In the Act 2, after the crew moved the prodigious set piece of doors, windows and staircase, turning it around in sections, we are now backstage, observing how the rivalries among the cast, affairs and vendettas have developed. There is a perfectly simple, but hilarious, passing about of an axe, a cactus plant and a bouquet of flowers, as the cast tunes up what everyone no knows will be a disaster of a show.

In Act 3, we get to watch the final production unfold as if we are watching “Nothing On,” and the players disintegrate so hopelessly and helplessly that no one has any idea where they are in the script, or whether there is a script any more. With a talented cast like this one, one of the beauties of the script is that it may be the most forgiving in the history of theatre – if the two hours of snappy crackling dialogue and complicated blocking should elude one of Encore’s actors, they can blunder and ad-lib something that seems right for their fellow player to react to. The audience will never know. For example, when Dotty, playing her character of Mrs. Clackett, dropped a plate, shattering on the stage, I really had no idea if the actual breakage was in the script, or not.

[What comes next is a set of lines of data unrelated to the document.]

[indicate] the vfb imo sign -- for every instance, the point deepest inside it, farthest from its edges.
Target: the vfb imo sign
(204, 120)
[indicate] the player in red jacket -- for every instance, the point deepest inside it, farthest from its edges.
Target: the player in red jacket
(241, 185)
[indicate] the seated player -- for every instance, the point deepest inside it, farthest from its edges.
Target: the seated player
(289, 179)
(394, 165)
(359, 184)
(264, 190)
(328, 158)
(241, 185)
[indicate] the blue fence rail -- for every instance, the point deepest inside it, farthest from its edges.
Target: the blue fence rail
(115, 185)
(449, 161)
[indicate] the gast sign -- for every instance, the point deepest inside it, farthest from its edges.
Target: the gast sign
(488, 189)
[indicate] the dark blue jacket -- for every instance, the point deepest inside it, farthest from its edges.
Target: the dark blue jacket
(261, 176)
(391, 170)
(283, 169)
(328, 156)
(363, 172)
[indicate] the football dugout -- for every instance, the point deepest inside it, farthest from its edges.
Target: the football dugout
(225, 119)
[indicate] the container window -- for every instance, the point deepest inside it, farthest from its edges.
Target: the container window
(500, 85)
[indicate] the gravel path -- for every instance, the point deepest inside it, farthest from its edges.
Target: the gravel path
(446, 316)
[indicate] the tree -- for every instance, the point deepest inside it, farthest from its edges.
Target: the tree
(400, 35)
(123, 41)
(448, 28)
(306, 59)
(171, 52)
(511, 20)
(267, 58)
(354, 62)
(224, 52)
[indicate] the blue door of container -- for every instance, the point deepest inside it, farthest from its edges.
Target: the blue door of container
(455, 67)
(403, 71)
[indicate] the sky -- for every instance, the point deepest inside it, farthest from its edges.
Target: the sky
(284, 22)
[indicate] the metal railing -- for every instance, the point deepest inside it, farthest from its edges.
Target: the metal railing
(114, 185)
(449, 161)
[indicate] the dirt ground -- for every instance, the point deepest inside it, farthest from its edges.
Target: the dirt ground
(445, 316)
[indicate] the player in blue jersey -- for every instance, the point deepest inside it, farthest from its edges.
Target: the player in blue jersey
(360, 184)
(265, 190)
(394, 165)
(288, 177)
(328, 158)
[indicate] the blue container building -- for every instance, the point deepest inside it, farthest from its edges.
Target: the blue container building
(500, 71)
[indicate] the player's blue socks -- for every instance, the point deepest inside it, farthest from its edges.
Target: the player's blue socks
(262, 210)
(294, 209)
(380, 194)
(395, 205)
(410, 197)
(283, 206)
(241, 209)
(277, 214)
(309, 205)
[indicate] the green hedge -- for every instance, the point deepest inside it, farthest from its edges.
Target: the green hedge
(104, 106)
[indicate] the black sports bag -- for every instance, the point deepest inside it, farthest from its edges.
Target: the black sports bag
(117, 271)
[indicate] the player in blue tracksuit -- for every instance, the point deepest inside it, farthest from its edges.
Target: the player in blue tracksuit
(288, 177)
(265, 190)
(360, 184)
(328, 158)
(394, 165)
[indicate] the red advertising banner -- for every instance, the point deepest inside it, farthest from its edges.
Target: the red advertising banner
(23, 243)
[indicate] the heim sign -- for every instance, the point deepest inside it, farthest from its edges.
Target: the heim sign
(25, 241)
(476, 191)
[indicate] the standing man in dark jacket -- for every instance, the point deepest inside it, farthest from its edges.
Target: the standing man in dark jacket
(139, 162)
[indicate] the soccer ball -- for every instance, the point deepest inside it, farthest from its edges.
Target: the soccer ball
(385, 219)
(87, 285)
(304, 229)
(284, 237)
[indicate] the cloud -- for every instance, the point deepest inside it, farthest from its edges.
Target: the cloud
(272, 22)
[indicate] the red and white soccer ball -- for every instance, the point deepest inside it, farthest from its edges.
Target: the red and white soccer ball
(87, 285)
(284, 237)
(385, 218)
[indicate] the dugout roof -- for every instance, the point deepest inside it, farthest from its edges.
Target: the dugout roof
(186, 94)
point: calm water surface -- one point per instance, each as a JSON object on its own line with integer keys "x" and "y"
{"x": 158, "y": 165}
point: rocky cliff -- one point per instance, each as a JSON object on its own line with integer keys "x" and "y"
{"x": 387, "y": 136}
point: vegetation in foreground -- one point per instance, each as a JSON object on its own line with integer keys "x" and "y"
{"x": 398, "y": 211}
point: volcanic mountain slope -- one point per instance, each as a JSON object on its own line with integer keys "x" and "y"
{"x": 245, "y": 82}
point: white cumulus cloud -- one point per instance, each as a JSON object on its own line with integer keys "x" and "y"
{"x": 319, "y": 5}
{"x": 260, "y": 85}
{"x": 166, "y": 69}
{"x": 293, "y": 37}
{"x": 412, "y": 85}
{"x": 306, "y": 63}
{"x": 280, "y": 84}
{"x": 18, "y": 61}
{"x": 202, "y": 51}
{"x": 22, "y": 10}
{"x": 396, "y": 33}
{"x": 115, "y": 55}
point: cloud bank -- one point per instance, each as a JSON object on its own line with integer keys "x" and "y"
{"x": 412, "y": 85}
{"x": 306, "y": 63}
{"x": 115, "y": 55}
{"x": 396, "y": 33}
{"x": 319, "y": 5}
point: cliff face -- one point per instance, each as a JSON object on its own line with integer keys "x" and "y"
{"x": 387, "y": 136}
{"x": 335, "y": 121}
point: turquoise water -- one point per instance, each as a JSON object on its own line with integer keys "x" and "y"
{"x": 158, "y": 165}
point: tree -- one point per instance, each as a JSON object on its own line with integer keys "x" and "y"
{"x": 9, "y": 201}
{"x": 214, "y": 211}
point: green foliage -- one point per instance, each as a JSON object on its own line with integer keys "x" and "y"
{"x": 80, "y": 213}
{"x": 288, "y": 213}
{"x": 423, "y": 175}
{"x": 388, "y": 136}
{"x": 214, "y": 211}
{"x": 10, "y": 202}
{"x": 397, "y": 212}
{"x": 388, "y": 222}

You can’t do Noises Off without an experienced and quick witted cast, and director Tobin Hissong and casting director Thalia Schramm assembled the right group. Rusty Mewha as Frederick Fellowes is lanky and prone to nose-bleeds. Think a vulnerable version of John Cleese. Derek Ridge is the perfect English fop, exasperated and nervous and delivering his Britishisms with flair. Hellmer is well placed as the sardonic and sarcastic director who manages to have affairs with both sex-pot Brooke Ashton (Tara Tomcsik-Husak) and stage manager Poppy Norton-Taylor (Chris Purchis) in the same run, while even leading ol’ Dotty to think he may be interested in her as well. Julia Garlotte holds her own well in the comedic acrobatics as actress Belinda Blair playing character Flavia Brent, the wife of Mewha’s Philip Brent character. Every farce needs a couple of sleepy dullards, and Dale Dobson as Selsdon Mowbray and Keith Kalinowski as set-and-prop man Tim Algood are spot on.

It’s tough to single out praise for individual actors in this show, because the whole thing has to work like the game Moustrap. It’s all about the ensemble. Katz-Hiller, though, as Dotty is able to galvanize the audience at times just by puckering her lips and squinting her eyes as her character bristles at being reduced to dancing with a plate of sardines that is somehow made central to the plot of “Nothing On.” Tomcsik-Husak is hard to miss in her lingerie, and she turns looking for her contacts into a recurring gag that doesn’t get old amidst the opening and closing of seven doors on the set, disappearing luggage and swinging axes.

The set, by Jennifer Maiseloff, was ambitious and it worked great. The crew managed to turn the whole structure in 15 minutes. Two intermissions may sound tiresome, but the pace, energy and raucousness of the work on stage makes the total 2.5 hours fly by.

Noises Off rollicks, rolls and ricochets the laughs, and will take you to a better place for an evening.